Un roi d’Espagne

palais royal

Même du haut de mes 15 ans, je me souviens des yeux inquiets et embrumés de mes parents en regardant les images presque en direct du Lieutenant Colonel Tejero prenant d’assaut le congrès des députés espagnol avec un groupe de gardes civils au moment de l’élection de Calvo-Sotelo.  Moments terribles en ce 23 février 1981, Franco n’était mort que depuis seulement cinq ans. Les vieux démons rattrapaient notre jeune démocratie balbutiante et la crainte de la voir basculer à nouveau dans les ténèbres a angoissé des millions d’espagnols résidents et émigrés. On se souvient tous aussi du discours d’un roi. Le roi Juan Carlos, en tenue militaire pour rappeler qu’il était encore le chef suprême des armées et le garant de la constitution. Discours sans appel, les principaux artisans de ce coup d’Etat seront arrêtés et condamnés. L’Espagne retrouvera son chemin de la démocratie. Beaucoup, comme moi, avons gardé ce souvenir et le rôle important de ce roi dans cette crise.

Plus de trente sont passées et les affres de la famille royale, la crise considérable qui sévit en Espagne et encore les velléités d’indépendance de la Catalogne ont affaibli la monarchie espagnole.

La monarchie espagnole n’a jamais été – fondamentalement – remise en cause par toutes les composantes sociales et politiques du pays. Un roi permettrait d’assurer un minimum de stabilité politique dans un pays en proie à des régionalismes lourds et tous les espagnols lui reconnaissent la transition douce du franquisme vers la démocratie et la gestion de la crise du 23 février 1981. Et puis soyons lucides, avions-nous vraiment le choix ? La transition de l’après Franco ne pouvait se faire qu’avec ce compromis sinon on risquait de s’acheminer encore une fois vers des affrontements. Mais depuis quelques années, le Palais d’Orient présente des fissures. Les affaires de détournements de fonds publics de son gendre, les chasses royales (où le roi n’a rien trouvé de mieux que de se blesser lors d’une chasse à l’éléphant au Botswana pendant que ses sujets se serraient la ceinture), les intrigues avec la maîtresse du roi … Bref, tout ça dans un contexte de crise majeure pour l’Espagne et où finalement cette royauté finit par coûter bien cher aux contribuables espagnols. Nombreuses sont les voies qui s’expriment pour une transition vers une troisième république ou vers une monarchie constitutionnelle qui pourraient éventuellement ouvrir des chantiers institutionnels pour réformer en profondeur certains aspects. Mais en sommes-nous certains ? La France fonctionne aussi bien comme République que la Grande Bretagne comme Royaume d’un point de vue démocratique. La destitution d’un roi serait-elle suffisante pour faire sortir l’Espagne de son marasme ?

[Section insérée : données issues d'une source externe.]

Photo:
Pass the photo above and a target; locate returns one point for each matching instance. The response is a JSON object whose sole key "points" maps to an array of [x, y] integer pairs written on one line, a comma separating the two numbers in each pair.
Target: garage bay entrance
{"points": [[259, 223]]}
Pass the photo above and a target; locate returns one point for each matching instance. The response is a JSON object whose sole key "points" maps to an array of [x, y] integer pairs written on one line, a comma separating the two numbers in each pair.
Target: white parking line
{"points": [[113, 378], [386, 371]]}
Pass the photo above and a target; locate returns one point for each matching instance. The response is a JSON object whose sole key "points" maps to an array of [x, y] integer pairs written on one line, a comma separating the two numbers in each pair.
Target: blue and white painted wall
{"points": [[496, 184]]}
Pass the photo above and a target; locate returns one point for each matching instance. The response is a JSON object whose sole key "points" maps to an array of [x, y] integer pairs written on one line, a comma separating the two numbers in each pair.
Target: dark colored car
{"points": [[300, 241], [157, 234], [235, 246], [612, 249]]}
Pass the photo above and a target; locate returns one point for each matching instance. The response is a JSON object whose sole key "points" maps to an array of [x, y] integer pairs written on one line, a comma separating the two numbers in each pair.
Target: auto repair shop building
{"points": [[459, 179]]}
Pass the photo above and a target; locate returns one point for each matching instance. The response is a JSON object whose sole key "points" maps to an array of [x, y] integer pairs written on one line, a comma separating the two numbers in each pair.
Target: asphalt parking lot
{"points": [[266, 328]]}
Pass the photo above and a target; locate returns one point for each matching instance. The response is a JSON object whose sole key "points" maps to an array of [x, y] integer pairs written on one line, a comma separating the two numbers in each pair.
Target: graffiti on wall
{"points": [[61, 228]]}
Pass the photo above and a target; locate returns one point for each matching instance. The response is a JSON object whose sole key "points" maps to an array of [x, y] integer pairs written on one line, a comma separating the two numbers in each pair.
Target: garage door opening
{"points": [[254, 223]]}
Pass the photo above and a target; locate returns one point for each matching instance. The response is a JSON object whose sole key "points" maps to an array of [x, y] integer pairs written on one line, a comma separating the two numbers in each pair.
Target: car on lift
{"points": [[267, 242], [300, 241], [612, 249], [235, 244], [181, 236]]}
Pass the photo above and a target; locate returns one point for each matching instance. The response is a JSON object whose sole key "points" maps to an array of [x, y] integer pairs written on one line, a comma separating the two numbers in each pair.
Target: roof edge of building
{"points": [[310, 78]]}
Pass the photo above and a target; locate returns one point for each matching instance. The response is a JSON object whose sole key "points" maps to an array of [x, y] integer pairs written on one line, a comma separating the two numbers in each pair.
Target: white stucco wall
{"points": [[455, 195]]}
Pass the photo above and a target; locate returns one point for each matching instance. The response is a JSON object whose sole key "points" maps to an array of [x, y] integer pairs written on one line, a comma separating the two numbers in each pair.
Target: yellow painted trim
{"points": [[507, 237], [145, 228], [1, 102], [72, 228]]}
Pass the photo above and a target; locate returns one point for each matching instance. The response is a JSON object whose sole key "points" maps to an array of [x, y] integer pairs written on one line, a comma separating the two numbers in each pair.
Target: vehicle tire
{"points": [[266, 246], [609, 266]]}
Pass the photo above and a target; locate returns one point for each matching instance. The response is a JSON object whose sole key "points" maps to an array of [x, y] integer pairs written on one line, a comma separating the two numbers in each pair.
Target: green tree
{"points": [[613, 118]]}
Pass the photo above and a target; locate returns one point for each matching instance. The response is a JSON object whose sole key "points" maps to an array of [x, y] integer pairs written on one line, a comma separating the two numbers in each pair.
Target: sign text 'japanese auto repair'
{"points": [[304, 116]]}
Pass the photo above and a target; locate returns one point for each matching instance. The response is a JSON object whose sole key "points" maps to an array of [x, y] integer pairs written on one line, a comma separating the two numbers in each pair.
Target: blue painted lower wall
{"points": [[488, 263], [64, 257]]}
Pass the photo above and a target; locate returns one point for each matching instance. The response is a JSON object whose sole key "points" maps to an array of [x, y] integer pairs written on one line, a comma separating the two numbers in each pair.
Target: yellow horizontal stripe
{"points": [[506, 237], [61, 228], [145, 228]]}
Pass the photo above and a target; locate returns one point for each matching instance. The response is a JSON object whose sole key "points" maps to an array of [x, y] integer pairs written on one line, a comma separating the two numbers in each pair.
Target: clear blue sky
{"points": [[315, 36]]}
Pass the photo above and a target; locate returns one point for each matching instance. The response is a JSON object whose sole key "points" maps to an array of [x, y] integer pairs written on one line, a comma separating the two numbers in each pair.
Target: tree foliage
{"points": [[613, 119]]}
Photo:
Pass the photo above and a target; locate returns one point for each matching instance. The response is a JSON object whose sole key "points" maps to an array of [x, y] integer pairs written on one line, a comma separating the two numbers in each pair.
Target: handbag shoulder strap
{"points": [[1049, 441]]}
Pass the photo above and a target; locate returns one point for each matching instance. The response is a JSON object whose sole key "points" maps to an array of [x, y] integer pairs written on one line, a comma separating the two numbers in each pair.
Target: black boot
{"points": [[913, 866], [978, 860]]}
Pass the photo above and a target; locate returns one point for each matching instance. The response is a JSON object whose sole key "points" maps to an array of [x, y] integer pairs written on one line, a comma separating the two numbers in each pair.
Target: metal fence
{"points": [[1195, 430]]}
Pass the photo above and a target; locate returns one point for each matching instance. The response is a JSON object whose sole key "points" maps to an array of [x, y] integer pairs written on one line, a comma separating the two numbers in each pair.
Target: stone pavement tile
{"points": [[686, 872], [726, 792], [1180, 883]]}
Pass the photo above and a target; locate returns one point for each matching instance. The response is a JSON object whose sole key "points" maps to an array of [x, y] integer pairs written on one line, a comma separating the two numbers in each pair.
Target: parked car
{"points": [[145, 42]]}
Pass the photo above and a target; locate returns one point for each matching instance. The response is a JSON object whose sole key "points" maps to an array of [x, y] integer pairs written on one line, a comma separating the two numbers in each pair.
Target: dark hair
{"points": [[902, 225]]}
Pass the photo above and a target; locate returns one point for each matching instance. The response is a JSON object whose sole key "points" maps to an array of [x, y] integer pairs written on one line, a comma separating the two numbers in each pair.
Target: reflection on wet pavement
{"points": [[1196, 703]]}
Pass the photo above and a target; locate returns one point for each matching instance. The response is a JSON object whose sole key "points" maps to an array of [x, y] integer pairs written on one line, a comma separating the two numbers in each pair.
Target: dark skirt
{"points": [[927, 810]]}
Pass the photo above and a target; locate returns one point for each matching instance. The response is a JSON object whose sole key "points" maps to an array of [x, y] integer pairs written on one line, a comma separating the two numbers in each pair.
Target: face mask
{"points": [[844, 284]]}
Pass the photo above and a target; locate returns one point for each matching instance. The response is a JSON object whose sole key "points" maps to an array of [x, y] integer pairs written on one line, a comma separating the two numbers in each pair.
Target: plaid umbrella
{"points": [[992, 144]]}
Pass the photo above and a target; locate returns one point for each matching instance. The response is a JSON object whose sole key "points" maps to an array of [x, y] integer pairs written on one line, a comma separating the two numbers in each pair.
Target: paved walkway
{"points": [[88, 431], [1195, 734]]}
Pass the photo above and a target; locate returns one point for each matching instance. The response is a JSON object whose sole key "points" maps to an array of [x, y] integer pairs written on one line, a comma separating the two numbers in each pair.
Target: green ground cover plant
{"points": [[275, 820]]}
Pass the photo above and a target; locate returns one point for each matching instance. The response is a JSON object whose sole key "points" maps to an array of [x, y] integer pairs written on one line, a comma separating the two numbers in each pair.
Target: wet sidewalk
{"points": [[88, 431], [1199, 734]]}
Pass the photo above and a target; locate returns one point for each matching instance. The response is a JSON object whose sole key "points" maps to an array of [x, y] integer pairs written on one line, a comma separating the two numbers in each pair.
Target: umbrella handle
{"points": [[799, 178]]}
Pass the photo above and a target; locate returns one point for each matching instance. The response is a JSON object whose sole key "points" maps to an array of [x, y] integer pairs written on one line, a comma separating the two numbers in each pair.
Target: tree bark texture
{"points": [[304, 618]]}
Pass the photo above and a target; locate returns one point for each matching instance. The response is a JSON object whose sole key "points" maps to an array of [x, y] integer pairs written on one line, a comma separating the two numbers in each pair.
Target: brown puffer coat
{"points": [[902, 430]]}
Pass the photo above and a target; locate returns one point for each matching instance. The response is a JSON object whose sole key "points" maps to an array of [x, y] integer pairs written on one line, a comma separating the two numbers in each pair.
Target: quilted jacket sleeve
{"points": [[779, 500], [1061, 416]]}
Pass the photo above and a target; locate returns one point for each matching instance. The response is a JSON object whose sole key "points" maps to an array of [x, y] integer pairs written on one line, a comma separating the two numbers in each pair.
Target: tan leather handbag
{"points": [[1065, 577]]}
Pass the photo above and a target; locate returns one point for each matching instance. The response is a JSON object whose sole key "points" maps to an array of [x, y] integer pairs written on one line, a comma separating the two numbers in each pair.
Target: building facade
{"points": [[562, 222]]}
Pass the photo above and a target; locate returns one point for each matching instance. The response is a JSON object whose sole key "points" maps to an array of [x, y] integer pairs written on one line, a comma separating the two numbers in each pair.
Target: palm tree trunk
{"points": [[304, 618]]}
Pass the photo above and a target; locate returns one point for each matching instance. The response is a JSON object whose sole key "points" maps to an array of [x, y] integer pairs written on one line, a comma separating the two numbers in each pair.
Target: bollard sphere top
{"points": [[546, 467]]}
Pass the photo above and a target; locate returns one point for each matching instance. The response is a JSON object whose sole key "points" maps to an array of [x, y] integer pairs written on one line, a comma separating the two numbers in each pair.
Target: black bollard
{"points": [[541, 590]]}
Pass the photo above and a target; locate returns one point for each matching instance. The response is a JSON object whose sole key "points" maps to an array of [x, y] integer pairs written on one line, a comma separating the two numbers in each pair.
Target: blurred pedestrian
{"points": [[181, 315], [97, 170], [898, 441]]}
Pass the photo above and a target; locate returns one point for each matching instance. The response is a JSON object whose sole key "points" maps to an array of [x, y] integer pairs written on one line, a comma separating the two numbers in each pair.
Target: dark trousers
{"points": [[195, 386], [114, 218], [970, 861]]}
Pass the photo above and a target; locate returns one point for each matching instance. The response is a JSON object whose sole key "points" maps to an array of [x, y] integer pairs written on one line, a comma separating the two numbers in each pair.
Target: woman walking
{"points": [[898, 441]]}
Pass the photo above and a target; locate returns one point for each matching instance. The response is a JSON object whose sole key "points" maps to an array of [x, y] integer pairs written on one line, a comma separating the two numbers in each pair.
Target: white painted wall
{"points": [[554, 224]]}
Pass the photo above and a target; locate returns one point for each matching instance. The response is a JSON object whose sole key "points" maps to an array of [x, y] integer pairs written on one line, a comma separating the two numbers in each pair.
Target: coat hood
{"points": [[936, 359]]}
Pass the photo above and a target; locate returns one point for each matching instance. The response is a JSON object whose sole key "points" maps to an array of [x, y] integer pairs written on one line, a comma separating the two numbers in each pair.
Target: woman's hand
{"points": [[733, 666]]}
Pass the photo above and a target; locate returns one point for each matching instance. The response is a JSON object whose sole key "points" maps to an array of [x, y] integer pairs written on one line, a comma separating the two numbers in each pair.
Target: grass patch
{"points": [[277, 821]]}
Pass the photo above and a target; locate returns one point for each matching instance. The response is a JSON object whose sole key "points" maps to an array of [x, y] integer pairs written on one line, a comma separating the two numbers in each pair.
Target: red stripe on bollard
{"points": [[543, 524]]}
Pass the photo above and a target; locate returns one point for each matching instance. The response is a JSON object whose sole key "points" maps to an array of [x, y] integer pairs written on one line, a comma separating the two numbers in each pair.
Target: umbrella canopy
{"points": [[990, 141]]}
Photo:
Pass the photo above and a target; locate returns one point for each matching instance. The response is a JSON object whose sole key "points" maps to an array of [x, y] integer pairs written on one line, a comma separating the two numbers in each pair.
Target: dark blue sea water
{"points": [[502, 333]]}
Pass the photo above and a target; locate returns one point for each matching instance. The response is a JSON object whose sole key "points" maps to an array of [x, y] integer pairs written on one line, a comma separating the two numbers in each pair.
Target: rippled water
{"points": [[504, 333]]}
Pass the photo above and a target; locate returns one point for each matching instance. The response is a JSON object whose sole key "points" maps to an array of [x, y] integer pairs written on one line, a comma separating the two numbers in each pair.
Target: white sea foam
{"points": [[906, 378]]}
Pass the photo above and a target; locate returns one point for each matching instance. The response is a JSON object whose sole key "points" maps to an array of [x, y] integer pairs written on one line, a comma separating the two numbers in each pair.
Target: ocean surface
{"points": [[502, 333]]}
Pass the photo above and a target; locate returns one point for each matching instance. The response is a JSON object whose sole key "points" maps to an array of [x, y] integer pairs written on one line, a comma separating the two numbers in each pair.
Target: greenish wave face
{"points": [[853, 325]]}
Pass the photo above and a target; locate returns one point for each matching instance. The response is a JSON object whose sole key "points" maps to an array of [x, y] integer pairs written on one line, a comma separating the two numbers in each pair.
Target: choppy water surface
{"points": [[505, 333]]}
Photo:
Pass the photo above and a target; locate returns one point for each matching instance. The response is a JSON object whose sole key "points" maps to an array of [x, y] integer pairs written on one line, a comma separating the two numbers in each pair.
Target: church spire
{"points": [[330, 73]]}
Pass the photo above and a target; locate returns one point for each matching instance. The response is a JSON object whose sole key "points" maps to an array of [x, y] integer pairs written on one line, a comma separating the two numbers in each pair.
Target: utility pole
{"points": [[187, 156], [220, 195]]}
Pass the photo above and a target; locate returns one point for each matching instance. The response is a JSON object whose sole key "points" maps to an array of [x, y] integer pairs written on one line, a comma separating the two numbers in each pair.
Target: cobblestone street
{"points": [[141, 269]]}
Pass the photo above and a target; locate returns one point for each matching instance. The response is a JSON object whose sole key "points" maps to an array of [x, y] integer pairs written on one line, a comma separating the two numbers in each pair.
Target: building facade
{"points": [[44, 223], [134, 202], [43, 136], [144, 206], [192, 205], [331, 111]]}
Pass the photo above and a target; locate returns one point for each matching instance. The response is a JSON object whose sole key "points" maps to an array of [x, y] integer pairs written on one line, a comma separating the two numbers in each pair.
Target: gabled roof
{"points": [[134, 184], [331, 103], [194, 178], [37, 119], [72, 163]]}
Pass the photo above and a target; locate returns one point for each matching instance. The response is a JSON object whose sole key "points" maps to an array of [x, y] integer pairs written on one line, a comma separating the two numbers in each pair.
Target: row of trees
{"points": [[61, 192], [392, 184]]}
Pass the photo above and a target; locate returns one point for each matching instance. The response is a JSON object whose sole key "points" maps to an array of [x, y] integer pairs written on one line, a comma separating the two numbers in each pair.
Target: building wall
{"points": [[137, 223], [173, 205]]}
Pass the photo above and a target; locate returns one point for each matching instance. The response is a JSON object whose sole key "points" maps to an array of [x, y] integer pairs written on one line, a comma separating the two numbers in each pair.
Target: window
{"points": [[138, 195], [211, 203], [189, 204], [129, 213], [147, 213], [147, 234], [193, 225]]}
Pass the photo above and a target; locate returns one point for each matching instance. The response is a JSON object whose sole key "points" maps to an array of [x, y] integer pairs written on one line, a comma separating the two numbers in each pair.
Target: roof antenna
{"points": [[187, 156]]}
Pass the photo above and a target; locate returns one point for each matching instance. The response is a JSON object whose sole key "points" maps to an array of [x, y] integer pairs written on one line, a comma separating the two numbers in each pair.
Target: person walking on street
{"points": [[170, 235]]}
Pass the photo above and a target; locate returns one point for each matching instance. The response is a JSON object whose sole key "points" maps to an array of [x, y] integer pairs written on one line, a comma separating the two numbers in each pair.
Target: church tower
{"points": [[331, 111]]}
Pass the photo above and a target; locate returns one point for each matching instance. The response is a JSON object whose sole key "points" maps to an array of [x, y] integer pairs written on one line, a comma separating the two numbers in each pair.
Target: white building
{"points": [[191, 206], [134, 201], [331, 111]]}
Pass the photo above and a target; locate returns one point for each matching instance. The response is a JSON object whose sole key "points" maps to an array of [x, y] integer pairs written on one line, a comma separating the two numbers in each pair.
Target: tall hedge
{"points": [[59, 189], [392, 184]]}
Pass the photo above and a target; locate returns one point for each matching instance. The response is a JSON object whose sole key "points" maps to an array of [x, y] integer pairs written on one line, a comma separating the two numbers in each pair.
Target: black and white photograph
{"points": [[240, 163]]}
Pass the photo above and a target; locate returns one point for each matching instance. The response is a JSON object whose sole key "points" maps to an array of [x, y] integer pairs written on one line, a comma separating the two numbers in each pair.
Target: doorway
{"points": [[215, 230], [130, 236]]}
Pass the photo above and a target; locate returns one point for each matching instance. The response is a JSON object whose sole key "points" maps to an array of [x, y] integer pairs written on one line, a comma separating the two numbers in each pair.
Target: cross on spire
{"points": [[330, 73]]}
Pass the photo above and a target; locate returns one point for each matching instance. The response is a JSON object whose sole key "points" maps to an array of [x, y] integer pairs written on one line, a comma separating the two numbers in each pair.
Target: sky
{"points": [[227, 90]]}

Je ne peux oublier le discours de Juan Carlos lors des évènements du 23 février 1981 et de son rôle prépondérant dans cette affaire, ni oublier l’histoire récente qui nous a montrée combien mon  peuple pouvait engendrer des luttes fratricides sanglantes. Finalement, si la royauté est au prix de la stabilité peut-être faut-il la maintenir avec pour condition évidente : une réforme et une modernisation de l’outil étatique qui fera rentrer l’Espagne dans la communauté des pays stables et économiquement performants.